Skip to main content
The UserBotLatencyObserver measures the time between when a user stops speaking and when the bot starts responding, emitting events for custom handling and optional OpenTelemetry tracing integration.

Features

  • Tracks user speech start/stop timing using VAD frames
  • Measures bot response latency from the actual moment the user started speaking
  • Emits on_latency_measured events for custom processing
  • Automatically records latency as OpenTelemetry span attributes when tracing is enabled
  • Automatically resets between conversation turns

Usage

Basic Latency Monitoring

Add latency monitoring to your pipeline and handle the event:
from pipecat.observers.user_bot_latency_observer import UserBotLatencyObserver

latency_observer = UserBotLatencyObserver()

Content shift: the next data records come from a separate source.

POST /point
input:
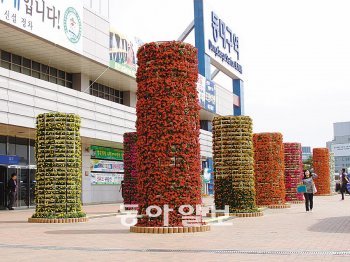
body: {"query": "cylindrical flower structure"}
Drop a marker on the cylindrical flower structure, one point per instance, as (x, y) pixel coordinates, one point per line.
(58, 159)
(168, 149)
(234, 164)
(293, 171)
(332, 172)
(269, 169)
(322, 169)
(129, 190)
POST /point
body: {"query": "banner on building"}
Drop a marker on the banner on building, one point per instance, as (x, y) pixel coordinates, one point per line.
(106, 153)
(98, 165)
(60, 22)
(106, 178)
(123, 51)
(201, 90)
(221, 42)
(210, 96)
(341, 149)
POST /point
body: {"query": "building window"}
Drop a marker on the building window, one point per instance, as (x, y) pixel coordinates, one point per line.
(106, 92)
(31, 68)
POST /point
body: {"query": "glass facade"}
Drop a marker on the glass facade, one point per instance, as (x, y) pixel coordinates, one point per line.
(106, 92)
(24, 169)
(31, 68)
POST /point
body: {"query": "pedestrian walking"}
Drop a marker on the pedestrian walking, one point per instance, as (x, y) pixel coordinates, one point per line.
(12, 188)
(344, 182)
(308, 181)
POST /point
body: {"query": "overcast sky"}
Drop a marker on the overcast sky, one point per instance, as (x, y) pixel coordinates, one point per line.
(295, 56)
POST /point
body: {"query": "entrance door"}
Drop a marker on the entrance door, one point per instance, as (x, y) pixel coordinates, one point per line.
(26, 185)
(3, 180)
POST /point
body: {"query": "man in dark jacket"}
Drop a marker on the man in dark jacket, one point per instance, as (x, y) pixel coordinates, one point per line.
(12, 187)
(344, 181)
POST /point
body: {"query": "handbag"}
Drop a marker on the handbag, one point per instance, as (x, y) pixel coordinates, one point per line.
(301, 189)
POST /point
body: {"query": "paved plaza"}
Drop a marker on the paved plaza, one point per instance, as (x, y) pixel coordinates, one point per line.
(280, 235)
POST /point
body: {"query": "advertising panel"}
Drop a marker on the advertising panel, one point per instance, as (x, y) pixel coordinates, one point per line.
(201, 90)
(341, 149)
(98, 165)
(63, 19)
(106, 178)
(210, 96)
(122, 52)
(106, 153)
(221, 42)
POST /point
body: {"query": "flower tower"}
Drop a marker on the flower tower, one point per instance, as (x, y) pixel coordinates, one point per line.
(58, 175)
(129, 190)
(234, 165)
(322, 169)
(293, 171)
(168, 149)
(332, 172)
(269, 170)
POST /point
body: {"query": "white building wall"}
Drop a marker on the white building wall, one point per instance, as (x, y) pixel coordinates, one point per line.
(22, 98)
(224, 101)
(206, 141)
(96, 37)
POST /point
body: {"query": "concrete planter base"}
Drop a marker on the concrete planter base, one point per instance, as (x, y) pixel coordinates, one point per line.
(169, 230)
(58, 220)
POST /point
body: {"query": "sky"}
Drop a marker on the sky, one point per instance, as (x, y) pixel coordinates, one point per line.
(295, 56)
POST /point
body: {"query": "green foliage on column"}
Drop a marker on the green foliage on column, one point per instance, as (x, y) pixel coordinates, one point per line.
(58, 158)
(234, 164)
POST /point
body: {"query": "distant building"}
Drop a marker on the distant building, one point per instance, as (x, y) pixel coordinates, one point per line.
(340, 145)
(306, 152)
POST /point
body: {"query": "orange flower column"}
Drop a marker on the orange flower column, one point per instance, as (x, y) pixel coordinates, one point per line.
(293, 171)
(129, 190)
(269, 169)
(168, 149)
(322, 169)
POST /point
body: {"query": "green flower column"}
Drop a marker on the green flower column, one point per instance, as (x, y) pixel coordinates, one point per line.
(234, 164)
(58, 158)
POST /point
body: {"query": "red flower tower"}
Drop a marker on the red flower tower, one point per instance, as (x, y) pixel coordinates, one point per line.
(129, 190)
(322, 169)
(293, 171)
(168, 148)
(269, 170)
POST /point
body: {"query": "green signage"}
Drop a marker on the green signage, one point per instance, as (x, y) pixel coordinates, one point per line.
(106, 153)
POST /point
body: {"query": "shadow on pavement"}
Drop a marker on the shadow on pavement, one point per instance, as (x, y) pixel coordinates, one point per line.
(332, 225)
(13, 222)
(88, 232)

@latency_observer.event_handler("on_latency_measured")
async def on_latency_measured(observer, latency):
    print(f"User-to-bot latency: {latency:.3f}s")

task = PipelineTask(
    pipeline,
    params=PipelineParams(observers=[latency_observer]),
)

OpenTelemetry Integration

When tracing is enabled, latency measurements are automatically recorded as turn.user_bot_latency_seconds attributes on OpenTelemetry turn spans. No additional configuration is needed.

How It Works

The observer tracks conversation flow through these key events:
  1. User starts speaking (VADUserStartedSpeakingFrame) → Resets latency tracking
  2. User stops speaking (VADUserStoppedSpeakingFrame) → Records timestamp, accounting for VAD stop_secs delay
  3. Bot starts speaking (BotStartedSpeakingFrame) → Calculates latency and emits on_latency_measured event

Event Handlers

on_latency_measured

Called each time a user-to-bot latency measurement is captured.
@latency_observer.event_handler("on_latency_measured")
async def on_latency_measured(observer, latency):
    # latency is a float representing seconds
    logger.info(f"Response latency: {latency:.3f}s")

Deprecated: UserBotLatencyLogObserver

UserBotLatencyLogObserver is deprecated. Use UserBotLatencyObserver directly with its on_latency_measured event handler instead.

Limitations

  • Only measures speech-to-speech latency (not text processing time)
  • Requires proper frame sequencing to work accurately